Since painter’s tape is always going to be removed, I bend one end under on itself to make a small flag that does not stick down. Now I have a place to grab hold of it to easily pull on it for removal. No more scratching at the end with my fingernail to get it started.
Painter’s tape is great for labels on bags, jars, containers & I keep some in the kitchen along with a permanent marker. Anything going in the freezer gets a label to remind me what I put in that container.
I fashioned “wings” of painters tape for my refrigerator door after the handle broke
When my husband changes the oil in the RV (or cars, etc) he writes the next service-due mileage on a piece of painters tape & puts in in the top left corner of the windshield where it is out of the way, yet easy to check at each fueling.

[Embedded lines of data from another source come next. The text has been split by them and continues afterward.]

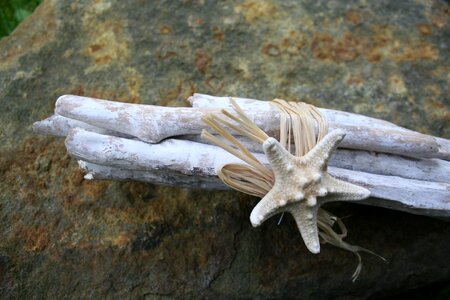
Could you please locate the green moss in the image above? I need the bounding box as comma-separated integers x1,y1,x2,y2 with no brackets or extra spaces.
0,0,42,39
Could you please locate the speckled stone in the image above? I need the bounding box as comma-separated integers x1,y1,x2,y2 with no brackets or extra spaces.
0,0,449,298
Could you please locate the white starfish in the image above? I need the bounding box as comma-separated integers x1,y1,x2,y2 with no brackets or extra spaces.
250,129,370,254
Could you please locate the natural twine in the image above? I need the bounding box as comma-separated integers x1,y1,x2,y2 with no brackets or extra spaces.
201,98,384,281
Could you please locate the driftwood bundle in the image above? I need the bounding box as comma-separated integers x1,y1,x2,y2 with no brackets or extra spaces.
33,93,450,280
34,93,450,219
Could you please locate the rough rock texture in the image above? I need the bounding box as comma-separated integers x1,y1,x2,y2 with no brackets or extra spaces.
0,0,449,298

Gail, you mention workcamping with volunteers. I’d love to see an article about your experiences with RVers using their skills & mobility to help others. The United Methodists have a volunteer RV group called NOMADS. I can’t remember the official name; the joke is that it stands for “Northern Older Methodists Avoiding Deep Snows”. I’m sure there are lots of similar groups out there.
There are several such groups in Escapees (called birds of a feather). Here’s a link where you can find them: https://escapees.com/community/birds-of-a-feather-bofs/
FMCA has ministry groups that respond to disaster areas.
I even used painters tape for – wait for it…. painting the exterior swirls and stripes on our motor home! Thanks Gail, some neat ideas – altho a little expensive these days.
When we started RVing, I assembled a repair kit – mechanical, wood, metal, electric. Other than a cordless drill/driver and largish assortment of bits, all the tools fit in one bag. A second bag includes a variety of ways to finish or join parts – screws, sandpaper, adhesives, many kinds of tape. There is always a roll of painters tape for temporary uses where clean removal is important. It’s not like I use a lot, but when I need it, I need it and screw the cost. I buy the good stuff.
We use slap bracelets on the truck steering wheel for reminders. They have multiple colors and can also be used to coral cords. I need a reminder to turn off the water when we leave the campsite so a blue one is used on my side of the RV. Inexpensive on Amazon! We use rubber bands for bag closures.
Use cloths pins to keep chip/cracker bags closed.
Thank you, Gail! You have given me some great ideas.
Painters tape is to expensive anymore. Did use painters tape from Dollar Tree for awhile, but than the quality went down where it gets hard to use without ripping.
Agreed. I had to stop and think about how bad I wanted a roll the last time I bought some. Ain’t cheap no more. Most these useful tips can be done with items that can be used over and over again.